<h1 style="color:orange">EXERCISE CLASS 2 (Part 1/3)</h1>

# Review of basic statistical concepts - Hypothesis testing

### Chapter 3-4, D.C. Montgomery: "Statistical Quality Control - an introduction", 7th Ed., Wiley




# Statistical Inference

![Slide2.PNG](attachment:Slide2.PNG)

![Slide3.PNG](attachment:Slide3.PNG)

# EXERCISE T1

Given a sample of n independent and identically distributed observations, demonstrate that the sample mean $\bar{X}$ and the sample variance $S^2$ are unbiased estimators

Exercise T1 (solution) (1/2)

![Slide5.PNG](attachment:Slide5.PNG)

Exercise T1 (solution) (2/2)

![Slide6.PNG](attachment:Slide6.PNG)

# EXERCISE T2

A synthetic fiber used in manufacturing industry has an ultimate tensile strength that is normally distributed with mean 75.5 psi and standard deviation 3.5 psi. 

a) Compute the probability that a random sample of 6 observations has a sample mean larger than 75.75 psi.

b) How does the standard deviation of the mean estimator change by passing from a sample of 6 observations to a sample of 49 observations?

In [1]:
# Importing the libraries
import numpy as np
import matplotlib.pyplot as plt
from scipy import stats

In [2]:
# Input data
mu = 75.5       # Mean
sigma = 3.5     # Standard deviation

## Point a

Compute the probability that a random sample of 6 observations has a sample mean larger than 75.75 psi.

$$\mu = 75.5$$
$$\sigma_{\bar{X}} = \frac{\sigma}{\sqrt{n}} = \frac{3.5}{\sqrt{6}}$$
$$P(\bar{X} \geq \mu_0) = P(\frac{\bar{X} - \mu}{\sigma_{\bar{X}}} \geq \frac{\mu_0 - \mu}{\sigma_{\bar{X}}}) = P(Z \geq \frac{75.75 - 75.5}{1.429}) = 1 - P(Z \leq 0.175)$$

In [3]:
n = 6          # Number of samples
mu0 = 75.75    # Hypothesized mean

# Under the assumption of normality, the probability of observing a sample mean larger than mu0 is: 
Z_0 = (mu0 - mu)/(sigma/np.sqrt(n))
prob = 1 - stats.norm.cdf(Z_0)
print('The probability of observing a sample mean larger than mu0 is: %.3f' % prob)
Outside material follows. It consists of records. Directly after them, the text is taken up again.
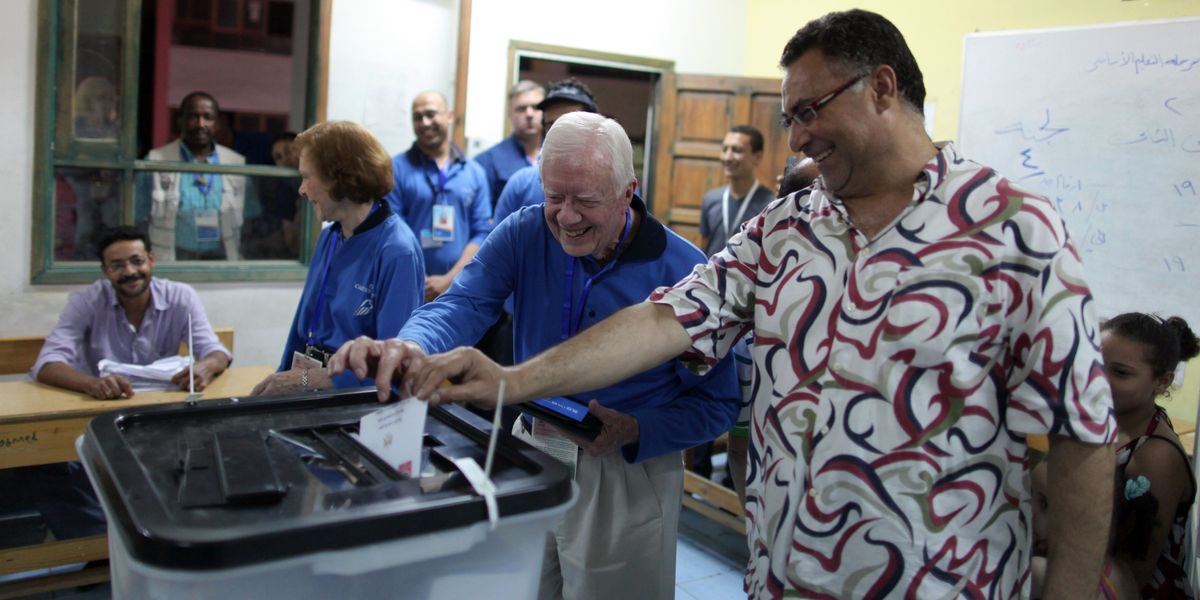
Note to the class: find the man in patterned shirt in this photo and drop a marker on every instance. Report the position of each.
(915, 316)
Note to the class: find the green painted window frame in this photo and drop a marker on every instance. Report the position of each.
(43, 268)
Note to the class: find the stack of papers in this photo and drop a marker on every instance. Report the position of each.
(153, 377)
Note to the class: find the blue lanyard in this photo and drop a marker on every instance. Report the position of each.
(324, 277)
(202, 180)
(570, 318)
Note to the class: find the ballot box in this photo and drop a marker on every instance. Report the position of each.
(276, 498)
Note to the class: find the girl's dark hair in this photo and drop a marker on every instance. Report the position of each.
(1170, 340)
(1133, 521)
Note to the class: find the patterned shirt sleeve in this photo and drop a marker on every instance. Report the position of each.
(715, 303)
(1056, 376)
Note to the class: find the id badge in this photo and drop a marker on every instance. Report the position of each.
(443, 222)
(208, 225)
(300, 360)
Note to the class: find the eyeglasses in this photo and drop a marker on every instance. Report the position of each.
(137, 261)
(808, 113)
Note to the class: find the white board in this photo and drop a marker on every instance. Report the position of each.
(1104, 120)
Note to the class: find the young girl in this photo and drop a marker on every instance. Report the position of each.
(1140, 354)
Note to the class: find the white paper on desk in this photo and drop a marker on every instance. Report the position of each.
(395, 433)
(155, 376)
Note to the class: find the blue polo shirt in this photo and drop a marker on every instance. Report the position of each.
(522, 190)
(499, 162)
(376, 280)
(675, 408)
(419, 186)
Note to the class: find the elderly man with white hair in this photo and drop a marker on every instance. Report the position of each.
(591, 250)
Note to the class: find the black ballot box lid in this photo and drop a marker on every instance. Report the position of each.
(237, 481)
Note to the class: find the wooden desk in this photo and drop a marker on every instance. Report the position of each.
(39, 425)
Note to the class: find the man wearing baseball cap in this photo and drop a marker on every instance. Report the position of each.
(525, 186)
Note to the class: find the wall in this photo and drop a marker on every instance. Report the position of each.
(701, 36)
(934, 30)
(383, 53)
(241, 81)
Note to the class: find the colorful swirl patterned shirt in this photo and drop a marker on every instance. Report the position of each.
(895, 379)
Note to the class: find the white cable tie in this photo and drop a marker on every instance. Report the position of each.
(496, 431)
(483, 485)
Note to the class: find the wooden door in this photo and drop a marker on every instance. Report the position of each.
(694, 115)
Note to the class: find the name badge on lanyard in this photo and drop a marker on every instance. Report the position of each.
(208, 225)
(442, 227)
(731, 226)
(443, 222)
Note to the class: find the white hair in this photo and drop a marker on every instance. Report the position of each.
(593, 138)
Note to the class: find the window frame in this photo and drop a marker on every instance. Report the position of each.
(45, 269)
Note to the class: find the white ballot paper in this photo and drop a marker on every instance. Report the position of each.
(395, 433)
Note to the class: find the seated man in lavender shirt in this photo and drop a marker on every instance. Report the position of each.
(127, 317)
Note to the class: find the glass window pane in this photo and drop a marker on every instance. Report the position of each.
(227, 13)
(87, 202)
(219, 217)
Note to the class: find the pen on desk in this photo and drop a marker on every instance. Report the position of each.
(191, 360)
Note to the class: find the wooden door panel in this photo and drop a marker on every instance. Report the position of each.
(694, 115)
(690, 179)
(703, 115)
(765, 111)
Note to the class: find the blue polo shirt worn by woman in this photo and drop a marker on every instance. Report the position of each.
(420, 186)
(376, 280)
(675, 408)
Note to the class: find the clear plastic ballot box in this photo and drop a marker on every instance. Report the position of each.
(276, 498)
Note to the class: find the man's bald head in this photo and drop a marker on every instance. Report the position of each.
(432, 120)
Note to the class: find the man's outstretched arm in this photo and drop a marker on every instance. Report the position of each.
(629, 342)
(1080, 514)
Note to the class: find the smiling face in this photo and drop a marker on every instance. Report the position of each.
(737, 159)
(1131, 373)
(583, 213)
(431, 121)
(525, 115)
(840, 137)
(120, 263)
(317, 189)
(198, 124)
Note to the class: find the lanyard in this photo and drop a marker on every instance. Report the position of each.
(571, 321)
(324, 277)
(742, 211)
(443, 178)
(202, 180)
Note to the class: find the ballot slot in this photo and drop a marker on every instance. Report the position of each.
(333, 455)
(142, 460)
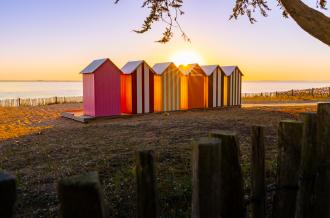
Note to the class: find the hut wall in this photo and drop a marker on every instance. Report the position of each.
(218, 89)
(171, 89)
(126, 93)
(214, 89)
(235, 88)
(107, 90)
(137, 91)
(184, 92)
(196, 88)
(88, 94)
(226, 91)
(158, 93)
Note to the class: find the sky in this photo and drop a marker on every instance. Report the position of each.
(56, 39)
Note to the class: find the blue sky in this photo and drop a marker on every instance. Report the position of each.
(55, 39)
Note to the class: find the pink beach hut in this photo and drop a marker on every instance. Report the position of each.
(101, 89)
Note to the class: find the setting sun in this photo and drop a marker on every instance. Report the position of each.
(187, 57)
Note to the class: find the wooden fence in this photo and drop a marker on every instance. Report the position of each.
(314, 92)
(302, 183)
(39, 101)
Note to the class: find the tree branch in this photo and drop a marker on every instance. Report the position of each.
(312, 21)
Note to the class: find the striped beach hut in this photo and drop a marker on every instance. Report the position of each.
(232, 85)
(194, 86)
(215, 77)
(169, 83)
(101, 88)
(137, 88)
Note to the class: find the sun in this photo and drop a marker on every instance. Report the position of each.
(186, 57)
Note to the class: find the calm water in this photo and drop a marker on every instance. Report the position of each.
(51, 89)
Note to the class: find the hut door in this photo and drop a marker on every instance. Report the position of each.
(196, 91)
(225, 91)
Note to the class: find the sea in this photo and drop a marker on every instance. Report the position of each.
(44, 89)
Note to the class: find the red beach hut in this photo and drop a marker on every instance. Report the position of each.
(101, 88)
(137, 88)
(194, 87)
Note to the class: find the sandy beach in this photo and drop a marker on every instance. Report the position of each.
(40, 148)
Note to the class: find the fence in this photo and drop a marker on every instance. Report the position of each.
(38, 101)
(314, 92)
(302, 183)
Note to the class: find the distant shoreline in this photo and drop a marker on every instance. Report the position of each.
(261, 81)
(40, 80)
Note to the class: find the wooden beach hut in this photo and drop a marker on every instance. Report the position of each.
(101, 88)
(232, 85)
(169, 91)
(194, 86)
(138, 88)
(215, 77)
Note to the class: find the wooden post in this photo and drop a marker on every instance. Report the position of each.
(231, 196)
(304, 206)
(7, 195)
(146, 185)
(206, 178)
(81, 196)
(289, 144)
(322, 192)
(258, 173)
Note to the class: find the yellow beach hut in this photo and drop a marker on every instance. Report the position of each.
(232, 85)
(215, 77)
(168, 95)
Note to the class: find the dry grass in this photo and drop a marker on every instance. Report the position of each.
(66, 148)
The probability of observing a sample mean larger than mu0 is: 0.431


## Point b

How does the standard deviation of the mean estimator change by passing from a sample of 6 observations to a sample of 49 observations?

$$\sigma_{\bar{X}} = \frac{\sigma}{\sqrt{n}}$$
$$\sigma_{\bar{X}}(n=6) = \frac{3.5}{\sqrt{6}} = 1.429$$
$$\sigma_{\bar{X}}(n=49) = \frac{3.5}{\sqrt{49}} = 0.5$$

In [4]:
n_new = 49      # Number of samples

sigma_n = sigma/np.sqrt(n)              # Standard deviation of the mean with n = 6 samples
sigma_n_new = sigma/np.sqrt(n_new)      # Standard deviation of the mean with n = 49 samples

print('The standard deviation of the mean with n = 6 samples is: %.3f psi' % sigma_n)
print('The standard deviation of the mean with n = 49 samples is: %.3f psi' % sigma_n_new)

print('The difference between the two standard deviations is: %.3f psi' % (sigma_n_new - sigma_n))

The standard deviation of the mean with n = 6 samples is: 1.429 psi
The standard deviation of the mean with n = 49 samples is: 0.500 psi
The difference between the two standard deviations is: -0.929 psi


# EXERCISE T3

A random sample of size 16 is drawn from a normal population with mean 75 and standard deviation 8. A second sample of size 9 is drawn from a normal population with mean 70 and standard deviation 12.

a) Compute the probability that the sample mean difference between the first and the second sample is greater than 4 (assume that the two populations are independent).

b) Compute the probability that the sample mean difference between the first and the second sample ranges between 3.5 and 5.5 (same assumption).

In [4]:
# Importing the libraries
import numpy as np
import matplotlib.pyplot as plt
from scipy import stats

In [5]:
# Input data
n1 = 16          # Number of samples
mu1 = 75         # Mean
sigma1 = 8       # Standard deviation

n2 = 9           # Number of samples
mu2 = 70         # Mean
sigma2 = 12      # Standard deviation

## Point a

Compute the probability that the sample mean difference between the first and the second sample is greater than 4 (assume that the two populations are independent).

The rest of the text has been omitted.